What do eqx.partition and eqx.combine do?

JAX transformations typically require grouping pytree leaves into different categories. jax.jit makes the distinction between traced and static arguments, jax.vmap has broadcasted and non-broadcasted arguments, and of course jax.grad has differentiated and non-differentiated. equinox makes grouping leaves more elegant with the concept of filtering. In this example, we use a cryojax utility to create what is called a filter_spec, which is a pytree of booleans of the same structure as image_model. The values are True at leaves specified by where_pose and False otherwise. Then, eqx.partition is used to split up the pytree into differentiated and non-differentiated arguments. Finally, after crossing the jax.grad boundary, eqx.combine is called to recombine subtrees into a functional image_model. It is recommended to learn more about filtering; a good example can be found here.

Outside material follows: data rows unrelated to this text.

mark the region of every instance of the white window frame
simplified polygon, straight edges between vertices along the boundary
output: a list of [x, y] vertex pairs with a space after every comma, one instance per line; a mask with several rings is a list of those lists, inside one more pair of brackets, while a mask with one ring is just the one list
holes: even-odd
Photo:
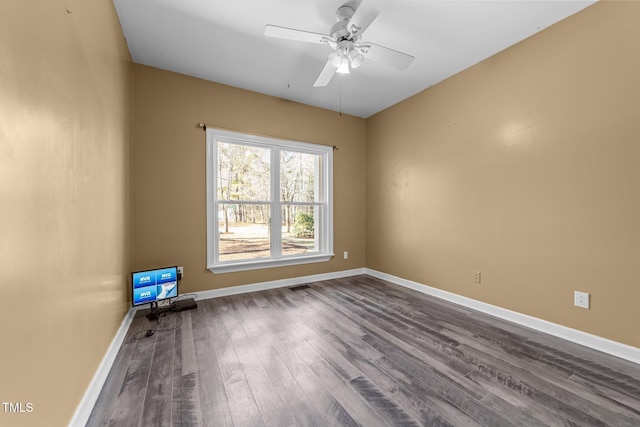
[[[261, 268], [281, 267], [287, 265], [324, 262], [330, 260], [333, 254], [333, 147], [307, 142], [288, 141], [268, 138], [264, 136], [249, 135], [239, 132], [231, 132], [222, 129], [207, 128], [207, 268], [213, 273], [230, 273], [234, 271], [256, 270]], [[271, 215], [282, 211], [280, 200], [280, 150], [290, 150], [302, 153], [319, 155], [322, 158], [321, 185], [319, 185], [318, 202], [303, 203], [316, 205], [322, 210], [316, 223], [316, 239], [318, 239], [318, 251], [295, 255], [281, 254], [282, 229], [281, 226], [270, 221], [271, 256], [260, 259], [244, 259], [233, 261], [219, 260], [219, 221], [217, 191], [218, 142], [233, 144], [247, 144], [269, 148], [271, 159]]]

With this basic recipe, we can also compute batches of images with jax.vmap. We will do this here by simulating images with different random poses.

import jax.random as jr

from cryojax.rotations import SO3


# Define function that generates a partitioned `image_model`
@eqx.filter_jit
@eqx.filter_vmap(
    in_axes=(eqx.if_array(0), None, None, None), out_axes=(eqx.if_array(0), None)
)
def make_batched_model(rng_key, potential, config, transfer_theory):
    rotation = SO3.sample_uniform(rng_key)
    pose = cxs.EulerAnglePose.from_rotation(rotation)
    image_model = cxs.make_image_model(
        potential, config, pose, transfer_theory, normalizes_signal=True
    )
    where_pose = lambda model: model.structure.pose
    filter_spec = get_filter_spec(image_model, where_pose)
    model_vmap, model_novmap = eqx.partition(image_model, filter_spec)

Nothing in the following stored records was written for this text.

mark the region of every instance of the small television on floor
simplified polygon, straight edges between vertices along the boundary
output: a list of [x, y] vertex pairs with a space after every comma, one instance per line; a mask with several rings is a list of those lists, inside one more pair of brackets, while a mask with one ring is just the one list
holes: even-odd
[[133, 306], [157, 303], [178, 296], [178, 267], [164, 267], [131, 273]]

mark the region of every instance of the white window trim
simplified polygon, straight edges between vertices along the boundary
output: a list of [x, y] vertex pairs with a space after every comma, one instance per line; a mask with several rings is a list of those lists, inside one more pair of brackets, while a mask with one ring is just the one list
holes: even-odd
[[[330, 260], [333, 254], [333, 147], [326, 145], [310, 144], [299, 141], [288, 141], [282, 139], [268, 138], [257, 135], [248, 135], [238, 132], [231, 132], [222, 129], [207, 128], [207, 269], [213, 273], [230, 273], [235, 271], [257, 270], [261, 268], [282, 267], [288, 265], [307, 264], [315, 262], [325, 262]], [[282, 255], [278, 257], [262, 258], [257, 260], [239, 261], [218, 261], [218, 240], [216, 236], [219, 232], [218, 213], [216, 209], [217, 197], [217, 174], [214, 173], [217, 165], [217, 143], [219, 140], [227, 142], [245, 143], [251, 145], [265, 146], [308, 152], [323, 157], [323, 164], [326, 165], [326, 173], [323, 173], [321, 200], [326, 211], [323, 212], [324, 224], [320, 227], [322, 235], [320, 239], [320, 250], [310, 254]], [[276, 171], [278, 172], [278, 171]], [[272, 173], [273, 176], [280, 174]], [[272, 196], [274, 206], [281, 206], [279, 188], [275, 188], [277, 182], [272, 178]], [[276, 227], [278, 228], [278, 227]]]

    return model_vmap, model_novmap


# Define function that simulates an image from a partitioned `image_model`
@eqx.filter_jit
@eqx.filter_vmap(in_axes=(eqx.if_array(0), None))
def simulate_batch_fn(model_vmap, model_novmap):
    image_model = eqx.combine(model_vmap, model_novmap)
    return image_model.simulate()


# Generate `image_model` for different RNG keys and simulate a batch of images
n_poses = 9
rng_keys = jr.split(jr.key(seed=0), n_poses)
model_vmap, model_novmap = make_batched_model(
    rng_keys, potential, config, transfer_theory
)
images = simulate_batch_fn(model_vmap, model_novmap)
plot_image_stack(images)
No description has been provided for this image

Here, we use a eqx.filter_vmap for model instantiation and image simulation.

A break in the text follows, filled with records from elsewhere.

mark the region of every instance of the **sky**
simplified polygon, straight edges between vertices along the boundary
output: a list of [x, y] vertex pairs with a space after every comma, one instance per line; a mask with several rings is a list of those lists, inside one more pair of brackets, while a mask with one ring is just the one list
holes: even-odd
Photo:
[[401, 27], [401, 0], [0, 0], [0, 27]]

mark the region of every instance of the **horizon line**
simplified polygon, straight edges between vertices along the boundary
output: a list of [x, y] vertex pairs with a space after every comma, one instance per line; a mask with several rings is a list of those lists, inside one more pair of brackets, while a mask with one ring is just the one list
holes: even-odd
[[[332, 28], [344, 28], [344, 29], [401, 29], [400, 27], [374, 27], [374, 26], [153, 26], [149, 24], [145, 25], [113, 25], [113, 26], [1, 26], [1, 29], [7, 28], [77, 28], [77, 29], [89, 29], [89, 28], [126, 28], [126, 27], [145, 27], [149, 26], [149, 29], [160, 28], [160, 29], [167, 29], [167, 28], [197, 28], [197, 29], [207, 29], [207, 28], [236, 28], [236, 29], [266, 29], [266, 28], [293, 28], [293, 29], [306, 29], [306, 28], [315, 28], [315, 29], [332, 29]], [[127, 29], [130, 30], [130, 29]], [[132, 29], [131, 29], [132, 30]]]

Why do we set out_axes=(0, None)?

When we create a pytree with eqx.filter_vmap (or jax.vmap), out_axes should be a prefix output pytree. If out_axes is set to None at a particular leaf, this says that we do not want to broadcast that leaf (of course, this only works for unmapped leaves). By default jax.vmap sets out_axes=0, so all unmapped leaves get broadcasted. Typically, we only want to broadcast leaves in cryojax functions that are directly mapped, so we must set the out_axes value at those leaves to None.